Lipids, Lipoproteins, and Cardiovascular Risk Factors

Asymmetric Dimethylarginine Reference Intervals Determined with Liquid Chromatography–Tandem Mass Spectrometry: Results from the Framingham Offspring Cohort

Edzard Schwedhelm1,a, Vanessa Xanthakis2, Renke Maas1,3, Lisa M. Sullivan2,4, Friedrich Schulze1, Ulrich Riederer5, Ralf A. Benndorf1, Rainer H. Böger1 and Ramachandran S. Vasan4,6

1 Clinical Pharmacology Unit, Institute of Experimental and Clinical Pharmacology and Toxicology, University Medical Center Hamburg-Eppendorf, Hamburg, Germany; 2 Department of Biostatistics, Boston University School of Public Health, Boston, MA; 3 Institute of Experimental and Clinical Pharmacology and Toxicology, University of Erlangen, Erlangen, Germany; 4 Framingham Heart Study, Framingham, MA; 5 Institute of Pharmacy, University of Hamburg, Hamburg, Germany; 6 Preventive Medicine and Cardiology Sections, Department of Medicine, Boston University School of Medicine, Boston, MA.

aAddress correspondence to this author at: Institute of Experimental and Clinical Pharmacology and Toxicology, University Medical Center Hamburg-Eppendorf, Martinistr. 52, D-20246 Hamburg, Germany. Fax 49-40-42803-9757; e-mail schwedhelm{at}uke.uni-hamburg.de.

Background: Accumulating evidence links higher circulating asymmetric dimethylarginine (ADMA) to greater risk of cardiovascular disease (CVD). Relatively small differences in ADMA concentrations between healthy individuals and those with disease underscore the need to formulate reference intervals that may aid risk stratification of individuals.
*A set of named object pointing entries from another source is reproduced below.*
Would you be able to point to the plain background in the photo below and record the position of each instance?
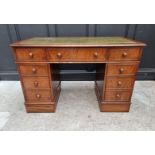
(77, 12)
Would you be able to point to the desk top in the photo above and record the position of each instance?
(77, 42)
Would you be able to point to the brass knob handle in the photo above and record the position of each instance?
(31, 55)
(38, 96)
(118, 95)
(36, 84)
(34, 70)
(124, 54)
(59, 55)
(121, 70)
(95, 54)
(119, 83)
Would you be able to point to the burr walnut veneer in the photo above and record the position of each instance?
(116, 58)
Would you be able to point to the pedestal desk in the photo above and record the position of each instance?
(116, 58)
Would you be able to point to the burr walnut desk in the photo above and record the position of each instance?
(116, 58)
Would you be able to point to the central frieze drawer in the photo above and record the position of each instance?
(122, 69)
(120, 82)
(76, 55)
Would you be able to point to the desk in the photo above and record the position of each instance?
(116, 58)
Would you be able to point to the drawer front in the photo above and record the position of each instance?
(61, 54)
(125, 54)
(121, 69)
(91, 54)
(37, 96)
(118, 95)
(119, 82)
(35, 70)
(36, 82)
(30, 54)
(76, 55)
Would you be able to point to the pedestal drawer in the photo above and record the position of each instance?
(117, 95)
(36, 82)
(38, 95)
(122, 69)
(33, 70)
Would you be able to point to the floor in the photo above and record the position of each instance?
(77, 110)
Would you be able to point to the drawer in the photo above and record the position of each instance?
(117, 95)
(122, 69)
(76, 55)
(35, 82)
(38, 96)
(91, 54)
(35, 70)
(61, 54)
(30, 54)
(119, 82)
(125, 54)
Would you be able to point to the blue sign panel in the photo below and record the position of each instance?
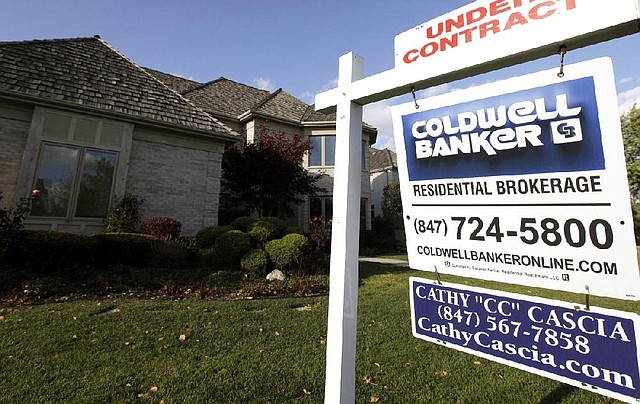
(586, 348)
(549, 129)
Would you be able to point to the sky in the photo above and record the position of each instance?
(288, 44)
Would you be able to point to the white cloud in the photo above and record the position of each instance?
(264, 84)
(627, 98)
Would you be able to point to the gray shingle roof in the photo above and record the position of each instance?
(88, 73)
(176, 83)
(226, 97)
(382, 159)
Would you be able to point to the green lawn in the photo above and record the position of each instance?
(131, 350)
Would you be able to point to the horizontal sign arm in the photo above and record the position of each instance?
(399, 81)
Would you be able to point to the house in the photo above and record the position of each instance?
(383, 171)
(81, 123)
(247, 110)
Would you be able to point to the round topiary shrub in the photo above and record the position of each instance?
(288, 251)
(262, 231)
(227, 250)
(255, 262)
(161, 227)
(205, 238)
(242, 223)
(279, 223)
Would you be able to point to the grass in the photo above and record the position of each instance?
(128, 349)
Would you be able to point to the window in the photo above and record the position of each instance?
(320, 208)
(69, 174)
(77, 165)
(323, 151)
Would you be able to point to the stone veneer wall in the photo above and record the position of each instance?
(177, 177)
(15, 122)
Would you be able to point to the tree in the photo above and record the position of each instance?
(267, 175)
(630, 123)
(392, 204)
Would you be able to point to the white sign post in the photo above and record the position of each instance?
(343, 297)
(571, 28)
Methods: We formulated reference intervals for plasma ADMA concentrations using a community-based reference sample from the Framingham Offspring Study consisting of 1126 nonsmoking individuals [mean (SD) age 56 (9) years; 60% women] who were free of clinical CVD, hypertension, diabetes, and obesity and who attended a routine examination at which ADMA was assayed. ADMA concentrations were determined using a validated tandem mass spectrometry–liquid chromatography assay.

Results: In the study sample, the mean ADMA concentration was 0.52 (0.11) µmol/L, and the reference limits were 0.311 and 0.732 (2.5th and 97.5th percentile). The sex-specific reference limits were 0.310 and 0.745 in men and 0.313 and 0.721 µmol/L in women. In multivariable regression analysis, ADMA plasma concentrations were positively correlated with age and total plasma homocysteine (both P < 0.001).
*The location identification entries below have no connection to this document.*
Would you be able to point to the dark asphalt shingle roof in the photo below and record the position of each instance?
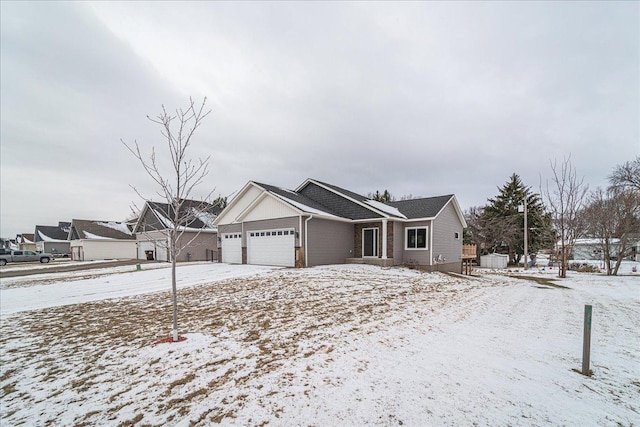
(296, 197)
(192, 220)
(427, 207)
(88, 229)
(56, 232)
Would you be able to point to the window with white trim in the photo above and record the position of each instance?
(416, 238)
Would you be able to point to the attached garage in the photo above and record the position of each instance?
(231, 245)
(271, 247)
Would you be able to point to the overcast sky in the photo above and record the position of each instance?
(417, 98)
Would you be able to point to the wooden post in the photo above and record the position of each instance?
(586, 341)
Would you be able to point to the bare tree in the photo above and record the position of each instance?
(565, 197)
(176, 185)
(599, 224)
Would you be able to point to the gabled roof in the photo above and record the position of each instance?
(319, 198)
(347, 204)
(428, 207)
(297, 200)
(194, 214)
(25, 238)
(52, 233)
(99, 230)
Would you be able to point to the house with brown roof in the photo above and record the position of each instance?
(320, 223)
(99, 240)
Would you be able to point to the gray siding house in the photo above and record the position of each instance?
(320, 223)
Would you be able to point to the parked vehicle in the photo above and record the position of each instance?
(25, 256)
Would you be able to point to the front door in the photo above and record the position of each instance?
(370, 242)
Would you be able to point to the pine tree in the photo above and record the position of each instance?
(503, 223)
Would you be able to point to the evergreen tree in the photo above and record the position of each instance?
(384, 197)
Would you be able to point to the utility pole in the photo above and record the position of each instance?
(526, 233)
(526, 236)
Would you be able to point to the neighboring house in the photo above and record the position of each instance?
(320, 223)
(26, 242)
(591, 249)
(52, 238)
(98, 240)
(199, 236)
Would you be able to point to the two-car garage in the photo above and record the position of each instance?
(264, 247)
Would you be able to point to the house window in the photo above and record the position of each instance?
(370, 242)
(416, 238)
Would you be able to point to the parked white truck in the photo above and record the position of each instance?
(24, 256)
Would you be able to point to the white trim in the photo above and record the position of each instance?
(428, 238)
(384, 238)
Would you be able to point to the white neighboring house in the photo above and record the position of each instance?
(199, 235)
(53, 238)
(98, 240)
(591, 249)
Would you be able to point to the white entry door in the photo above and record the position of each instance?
(272, 247)
(232, 248)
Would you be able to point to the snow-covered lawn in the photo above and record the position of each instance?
(336, 345)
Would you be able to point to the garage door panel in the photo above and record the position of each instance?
(232, 248)
(272, 247)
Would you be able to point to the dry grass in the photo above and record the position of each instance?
(95, 351)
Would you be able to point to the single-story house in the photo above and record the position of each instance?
(52, 238)
(198, 235)
(592, 249)
(26, 242)
(320, 223)
(98, 240)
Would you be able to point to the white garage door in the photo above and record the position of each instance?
(232, 248)
(271, 247)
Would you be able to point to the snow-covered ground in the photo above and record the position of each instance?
(335, 345)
Conclusions: Reference limits calculated for circulating ADMA in our large community-based healthy reference sample confirm the previous observation of a relatively narrow distribution of concentrations. This suggests a tight physiological control of ADMA plasma concentrations, presumably by dimethylarginine dimethylaminohydrolase (DDAH) metabolism of ADMA.